Fernández vinculó con la dictadura, "un pasado que pareciera querer volver", a
las entidades agropecuarias que llevan adelante la más grave huelga
comercial
de las últimas décadas en Argentina y convocó para el próximo 25 de
mayo, fiesta patria en el país, a todos los sectores a lograr un
"gran acuerdo".

En ese sentido, aseguró que las organizaciones agrarias que
encabezan el paro y se "jactan de haber logrado el
desabastecimiento", son "las mismas que en febrero de 1976 lideraron
un 'lock out' (huelga comercial) patronal", tras lo cual se produjo
el golpe de Estado que instauró una cruenta dictadura militar de
siete años.

"Ahora no vienen con tanques, sino con generales multimediáticos
que le han hecho un 'lock out' a la información, que han mostrado
una sola cara del conflicto", atacó Fernández.

La presidenta realizó estas declaraciones en la emblemática Plaza de Mayo, frente a la Casa Rosada, escenario de una multitudinaria manifestación a la que asistieron más de 100.000 personas, según los organizadores, el
Frente para la Victoria, agrupación creada por el ex presidente
Néstor Kirchner.

Los productores rurales permanecen en huelga desde el 13 de marzo en
rechazo al aumento de los impuestos a las exportaciones de granos.
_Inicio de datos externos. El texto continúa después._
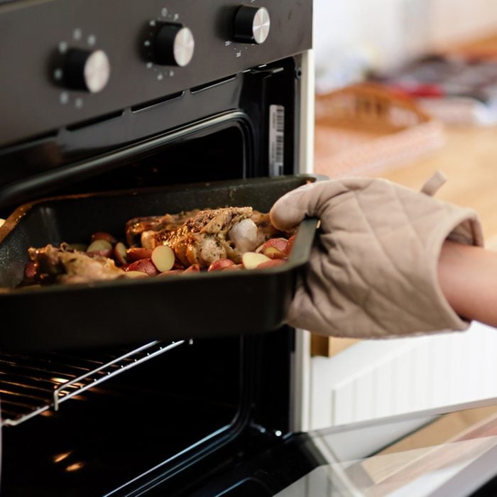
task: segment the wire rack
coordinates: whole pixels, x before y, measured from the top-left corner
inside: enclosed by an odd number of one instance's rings
[[[15,426],[185,341],[151,342],[131,350],[98,351],[84,357],[66,353],[0,354],[1,426]]]

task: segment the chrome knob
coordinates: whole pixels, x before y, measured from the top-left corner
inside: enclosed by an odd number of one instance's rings
[[[71,48],[64,55],[62,74],[68,88],[98,93],[109,82],[111,65],[103,50]]]
[[[268,38],[271,25],[266,7],[242,5],[235,14],[234,38],[236,41],[260,45]]]
[[[189,28],[169,23],[160,26],[153,42],[158,64],[183,67],[190,64],[195,49],[195,40]]]

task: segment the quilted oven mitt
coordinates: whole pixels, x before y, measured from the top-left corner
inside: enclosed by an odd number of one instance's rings
[[[441,175],[416,192],[381,179],[350,178],[293,190],[271,211],[281,229],[320,219],[308,267],[297,281],[287,322],[337,337],[382,338],[469,323],[438,284],[445,239],[482,246],[476,213],[431,195]]]

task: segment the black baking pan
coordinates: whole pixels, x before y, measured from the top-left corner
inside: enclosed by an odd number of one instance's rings
[[[280,326],[317,221],[300,226],[290,257],[260,270],[200,273],[30,289],[21,285],[28,247],[124,235],[133,217],[195,208],[251,206],[268,212],[281,195],[317,175],[44,199],[19,207],[0,227],[0,349],[36,351],[157,339],[267,332]]]

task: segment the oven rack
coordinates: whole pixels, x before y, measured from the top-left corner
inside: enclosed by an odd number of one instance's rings
[[[185,340],[137,348],[26,355],[0,354],[0,426],[16,426],[82,392],[167,352]]]

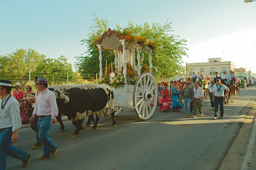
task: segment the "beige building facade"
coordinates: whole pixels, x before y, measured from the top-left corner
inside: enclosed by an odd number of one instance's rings
[[[227,73],[229,73],[230,70],[234,71],[234,66],[232,62],[224,61],[221,58],[209,58],[209,61],[207,63],[186,63],[187,77],[191,77],[193,71],[197,74],[198,72],[202,72],[211,78],[213,76],[216,71],[219,74],[224,71]]]

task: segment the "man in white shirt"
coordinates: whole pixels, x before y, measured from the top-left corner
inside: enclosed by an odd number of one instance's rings
[[[30,119],[32,122],[34,121],[35,115],[39,117],[39,137],[44,146],[43,154],[38,158],[39,160],[53,157],[59,148],[49,137],[48,131],[51,128],[51,122],[53,124],[56,122],[55,118],[58,116],[59,111],[55,95],[47,87],[47,79],[39,78],[37,87],[40,92],[35,100],[35,108]]]
[[[7,156],[20,160],[22,167],[28,163],[31,154],[12,146],[12,142],[18,141],[18,131],[21,126],[19,104],[11,94],[12,81],[0,80],[0,169],[5,169]]]
[[[227,97],[227,95],[229,92],[229,89],[225,85],[221,83],[221,79],[218,79],[216,80],[216,84],[214,86],[213,92],[213,100],[214,102],[215,106],[215,113],[213,119],[218,119],[218,111],[219,104],[221,110],[221,118],[223,118],[224,109],[223,102],[224,99]],[[227,90],[226,94],[224,94],[224,90]]]
[[[203,81],[204,79],[204,75],[203,75],[203,73],[201,73],[198,77],[198,79],[201,82],[201,84],[203,84]]]
[[[193,71],[193,73],[192,73],[192,75],[191,75],[191,78],[192,78],[192,80],[193,81],[193,82],[195,83],[197,79],[197,74],[196,73],[196,72],[195,71]]]
[[[228,81],[228,75],[226,73],[226,71],[223,71],[223,74],[221,76],[221,78],[222,80],[223,80],[225,82],[227,86],[229,86],[229,83]]]
[[[202,107],[202,101],[203,97],[203,88],[199,86],[199,83],[196,81],[195,83],[195,88],[193,89],[194,91],[194,116],[193,118],[196,118],[197,115],[197,109],[201,116],[203,116],[203,109]]]
[[[210,110],[213,110],[214,108],[214,102],[212,100],[212,95],[213,92],[213,86],[215,84],[214,80],[213,79],[211,80],[211,84],[208,85],[207,91],[209,93],[209,96],[210,97],[210,101],[211,101]]]
[[[230,70],[229,71],[229,74],[228,75],[227,79],[228,81],[230,83],[230,81],[232,80],[232,79],[236,78],[234,74],[233,74],[233,71],[232,70]]]

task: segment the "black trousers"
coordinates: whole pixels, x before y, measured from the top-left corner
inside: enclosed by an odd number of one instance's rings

La presidenta pidió nuevamente al sector agropecuario que desbloquee las rutas
para que "los argentinos puedan abastecerse de los productos que
necesitan" y que "advierta el mal que está haciendo".

Bloqueos

Mientras, los huelguistas continúan bloqueando las principales
carreteras del país, pese a que el Gobierno anunciara el lunes
una serie de medidas destinadas a compensar a los pequeños y
medianos productores, que las patronales agrarias consideraron
insuficientes
para suspender la protesta.

La prolongación del paro del campo ha generado desabastecimiento
de alimentos básicos en la mayoría de las ciudades. Los bloqueos impiden el paso de alimentos, aunque sí se deja transitar a los transportes de lácteos, frutas y hortalizas. 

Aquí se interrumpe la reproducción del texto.